Thursday, October 8, 2009

A Peek Behind The Curtain: Public Information Session On Waukesha Water Planning

Call it a semi-hearing/open house of sorts: Waukesha officials, hard at work behind the scenes on an application for a Lake Michigan water diversion, will show some of their taxpayer-paid hand Monday, at 7 p.m., in the Common Council chambers in City Hall.

The address is 201 Delafield St.

More details, here.

I say semi-hearing/open house - - a variation on the less-than-full-public participation model favored by the Wisconsin Department of Transportation when it rolls out a highway 'plan' for 'input' that is really an inch or two from full implementation - - because the Waukesha format works this way:

Officials make their presentation.

Questions are taken from members of the Water Utility Commission and Common Council.

Written questions are taken from the audience, giving officials control of the dialogue.

Waukesha officials say that there will be more public meetings and hearings...later.

That's true, but by that time, the decision to file the application will be further set in stone, and the impact of public participation will be further diminished.

Officials also stress that their application for Lake Michigan water is in the "potential" phase, but it has had a brace of consultants, lawyers, public relations specialists and city staffers working on one phase or another of the process since 2004.

The application for the diversion, including the return of water to Lake Michigan via the city's treated sewage using Underwood Creek in Wauwatosa, is a foregone conclusion - - made more likely by the willingness of the Wisconsin Department of Natural Resources to accept Waukesha's application without having drafted administrative rules governing what an application will include.

Waukesha has argued that the DNR has done this in other regulatory questions, but you'd think the huge effort extended in the state and across the Great Lakes region for years to produce the Great Lakes Compact, and the significance of protecting the planet's biggest supply of surface freshwater, would have led the DNR to have rules at least in draft form before accepting an application from Waukesha the agency has long known is coming its way.

Remember: Waukesha's application for a diversion outside of the Great Lakes basin will be the first of its kind under the Compact - - an eight state agreement with two Canadian provinces that has also been approved by the US Congress and signed by the President.

The DNR's refusal to write basic rules for such diversion applications will not sit well with the seven other Great Lakes states that also have to approve Waukesha's application.

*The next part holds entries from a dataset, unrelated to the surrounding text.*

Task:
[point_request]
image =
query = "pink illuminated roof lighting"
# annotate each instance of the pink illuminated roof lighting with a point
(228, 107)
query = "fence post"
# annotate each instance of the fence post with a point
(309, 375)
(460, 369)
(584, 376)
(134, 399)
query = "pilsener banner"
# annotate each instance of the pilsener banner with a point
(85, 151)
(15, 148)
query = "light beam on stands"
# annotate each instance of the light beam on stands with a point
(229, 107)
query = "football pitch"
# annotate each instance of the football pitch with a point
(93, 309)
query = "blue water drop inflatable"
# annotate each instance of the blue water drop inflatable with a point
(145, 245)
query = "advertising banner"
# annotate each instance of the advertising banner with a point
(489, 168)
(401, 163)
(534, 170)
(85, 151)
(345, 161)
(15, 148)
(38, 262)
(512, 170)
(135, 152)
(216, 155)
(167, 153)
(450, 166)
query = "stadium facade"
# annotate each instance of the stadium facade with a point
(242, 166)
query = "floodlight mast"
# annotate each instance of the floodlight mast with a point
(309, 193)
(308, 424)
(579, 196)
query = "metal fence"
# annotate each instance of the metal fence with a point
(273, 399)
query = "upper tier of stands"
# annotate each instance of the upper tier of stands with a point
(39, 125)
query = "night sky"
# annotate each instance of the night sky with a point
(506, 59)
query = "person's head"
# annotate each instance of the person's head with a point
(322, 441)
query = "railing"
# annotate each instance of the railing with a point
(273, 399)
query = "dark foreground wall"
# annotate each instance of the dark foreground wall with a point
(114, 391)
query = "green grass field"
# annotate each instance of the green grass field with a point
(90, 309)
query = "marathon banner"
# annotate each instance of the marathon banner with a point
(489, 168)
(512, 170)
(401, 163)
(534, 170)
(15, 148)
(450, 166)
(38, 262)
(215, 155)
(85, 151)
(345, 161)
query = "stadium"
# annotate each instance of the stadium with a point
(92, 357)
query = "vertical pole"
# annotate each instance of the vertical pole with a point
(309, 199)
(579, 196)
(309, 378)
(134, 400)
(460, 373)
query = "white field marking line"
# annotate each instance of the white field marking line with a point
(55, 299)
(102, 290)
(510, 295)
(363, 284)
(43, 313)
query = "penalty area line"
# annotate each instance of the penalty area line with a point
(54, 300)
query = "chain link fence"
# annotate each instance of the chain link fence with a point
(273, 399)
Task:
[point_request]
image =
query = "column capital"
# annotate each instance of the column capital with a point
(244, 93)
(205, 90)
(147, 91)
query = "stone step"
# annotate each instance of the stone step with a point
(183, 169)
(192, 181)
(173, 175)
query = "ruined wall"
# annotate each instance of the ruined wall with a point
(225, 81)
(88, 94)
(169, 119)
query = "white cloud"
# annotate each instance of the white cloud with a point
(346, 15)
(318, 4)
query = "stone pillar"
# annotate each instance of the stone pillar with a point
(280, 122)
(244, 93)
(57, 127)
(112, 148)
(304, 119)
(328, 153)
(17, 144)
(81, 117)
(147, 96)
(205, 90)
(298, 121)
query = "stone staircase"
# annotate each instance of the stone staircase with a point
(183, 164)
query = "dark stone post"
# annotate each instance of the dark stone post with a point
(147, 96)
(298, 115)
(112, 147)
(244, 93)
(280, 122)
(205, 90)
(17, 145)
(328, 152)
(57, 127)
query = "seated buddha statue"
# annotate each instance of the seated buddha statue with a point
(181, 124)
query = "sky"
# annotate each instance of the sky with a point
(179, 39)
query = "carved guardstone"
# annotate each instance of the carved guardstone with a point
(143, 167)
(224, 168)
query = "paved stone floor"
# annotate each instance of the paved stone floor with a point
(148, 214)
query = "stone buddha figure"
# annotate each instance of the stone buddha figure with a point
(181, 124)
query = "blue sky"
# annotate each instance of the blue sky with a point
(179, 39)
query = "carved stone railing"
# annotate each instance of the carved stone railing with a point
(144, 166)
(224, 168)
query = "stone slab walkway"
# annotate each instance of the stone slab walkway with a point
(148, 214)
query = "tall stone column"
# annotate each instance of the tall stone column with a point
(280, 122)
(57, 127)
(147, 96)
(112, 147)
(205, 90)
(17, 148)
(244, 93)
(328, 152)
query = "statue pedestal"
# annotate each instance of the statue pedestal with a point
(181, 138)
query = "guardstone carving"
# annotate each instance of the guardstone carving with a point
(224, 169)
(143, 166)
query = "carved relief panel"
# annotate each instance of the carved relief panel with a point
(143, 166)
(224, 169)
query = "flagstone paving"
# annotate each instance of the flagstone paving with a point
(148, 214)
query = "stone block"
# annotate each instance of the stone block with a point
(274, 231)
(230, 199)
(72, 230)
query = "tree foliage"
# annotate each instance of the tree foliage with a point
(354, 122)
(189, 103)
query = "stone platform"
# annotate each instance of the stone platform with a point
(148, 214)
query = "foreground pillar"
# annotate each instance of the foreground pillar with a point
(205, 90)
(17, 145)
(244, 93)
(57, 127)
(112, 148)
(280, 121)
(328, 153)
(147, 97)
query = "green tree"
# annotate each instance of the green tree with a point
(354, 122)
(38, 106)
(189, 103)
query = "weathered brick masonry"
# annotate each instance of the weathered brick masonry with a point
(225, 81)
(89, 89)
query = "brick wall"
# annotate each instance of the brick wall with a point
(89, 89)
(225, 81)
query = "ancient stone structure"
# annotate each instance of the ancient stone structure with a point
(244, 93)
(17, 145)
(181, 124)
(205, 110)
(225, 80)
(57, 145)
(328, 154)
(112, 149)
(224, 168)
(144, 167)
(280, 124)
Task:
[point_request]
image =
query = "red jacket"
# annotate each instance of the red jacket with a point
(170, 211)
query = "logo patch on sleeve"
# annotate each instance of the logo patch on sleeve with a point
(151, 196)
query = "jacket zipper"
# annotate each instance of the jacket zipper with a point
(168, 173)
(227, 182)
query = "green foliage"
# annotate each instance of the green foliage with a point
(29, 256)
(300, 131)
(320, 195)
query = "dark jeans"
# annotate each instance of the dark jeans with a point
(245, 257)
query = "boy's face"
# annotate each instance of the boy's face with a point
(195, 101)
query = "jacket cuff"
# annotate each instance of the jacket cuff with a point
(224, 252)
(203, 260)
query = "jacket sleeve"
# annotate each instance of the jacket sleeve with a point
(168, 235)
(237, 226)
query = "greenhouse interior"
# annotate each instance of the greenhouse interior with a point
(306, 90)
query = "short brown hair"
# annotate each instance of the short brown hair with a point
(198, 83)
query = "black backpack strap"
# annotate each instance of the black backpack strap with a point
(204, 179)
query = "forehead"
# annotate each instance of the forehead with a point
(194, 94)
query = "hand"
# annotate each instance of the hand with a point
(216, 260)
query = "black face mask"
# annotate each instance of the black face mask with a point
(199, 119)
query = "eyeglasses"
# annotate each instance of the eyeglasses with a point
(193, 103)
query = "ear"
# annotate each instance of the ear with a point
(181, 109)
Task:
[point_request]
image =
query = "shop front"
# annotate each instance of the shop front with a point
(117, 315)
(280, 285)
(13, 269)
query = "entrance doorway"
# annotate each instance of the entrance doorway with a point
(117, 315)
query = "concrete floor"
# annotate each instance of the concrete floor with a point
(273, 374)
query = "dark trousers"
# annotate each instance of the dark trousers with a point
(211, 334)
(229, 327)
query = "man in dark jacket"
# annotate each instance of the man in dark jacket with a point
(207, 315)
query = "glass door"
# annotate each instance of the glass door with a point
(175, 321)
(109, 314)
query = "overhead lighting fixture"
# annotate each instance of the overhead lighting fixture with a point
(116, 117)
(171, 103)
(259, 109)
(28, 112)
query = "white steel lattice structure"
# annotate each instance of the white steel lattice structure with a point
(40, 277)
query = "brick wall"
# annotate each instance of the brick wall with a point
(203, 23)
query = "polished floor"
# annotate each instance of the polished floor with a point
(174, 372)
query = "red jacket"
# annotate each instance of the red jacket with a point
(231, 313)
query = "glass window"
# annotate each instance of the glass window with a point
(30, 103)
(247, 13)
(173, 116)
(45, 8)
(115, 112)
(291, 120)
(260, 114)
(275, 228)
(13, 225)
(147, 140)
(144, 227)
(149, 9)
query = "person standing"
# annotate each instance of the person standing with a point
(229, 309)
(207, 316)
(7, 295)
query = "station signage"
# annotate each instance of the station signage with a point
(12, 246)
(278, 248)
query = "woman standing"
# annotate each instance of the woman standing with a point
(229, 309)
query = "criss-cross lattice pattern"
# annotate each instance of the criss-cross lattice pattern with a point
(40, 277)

For Waukesha, it's knowingly rolling the dice.

For the DNR, it's precedent-setting benign neglect for a precedent-setting water diversion.

I expect to hear some palliatives parsed among the platitudes about this, among others, come Monday.

2 comments:

Betsey said...

Amen, Brother Jim. You're spot-on, as usual.

Jim Bouman said...

These people are shameless.

The press release was dated Wednesday, Oct. 7.

It is now 7:00 PM on Thursday October 8.

There is no notice posted on the City of Waukesha Web Site.

There is no notice posted on the Water Utility Web Site.

It is possible that it will be covered by The Waukesha Freeman and/or Milwaukee Journal Sentinel before the weekend. But these are low circulation rags with a reputation--both of them--for simply processing Utility Commission press releases.

It seems clear that Nelson and his guys on the Water Utility Commission intended to give only the barest minimum of notice required by the Open Meetings Law.

And the Mayor's use of the press release as a platform for singing the praises of his scheme is typical Nelson grandstanding.

One can be certain that Nelson will overstep--as usual--his parliamentary obligation to Chair the Monday meeting objectively.

In the past meetings he has hogged the microphone, entered into the debate, and made decisions to ignore and postpone answering questions he didn't like.

The Chair of a public meeting is obligated under the rules of debate and parliamentary procedure to refrain--as the Chair--from taking a position on either side of the question.

When and if the Chairman wants to enter the debate, he is obligated to relinquish the chair and the gavel to someone who will continue to conduct the discussion/debate objectively.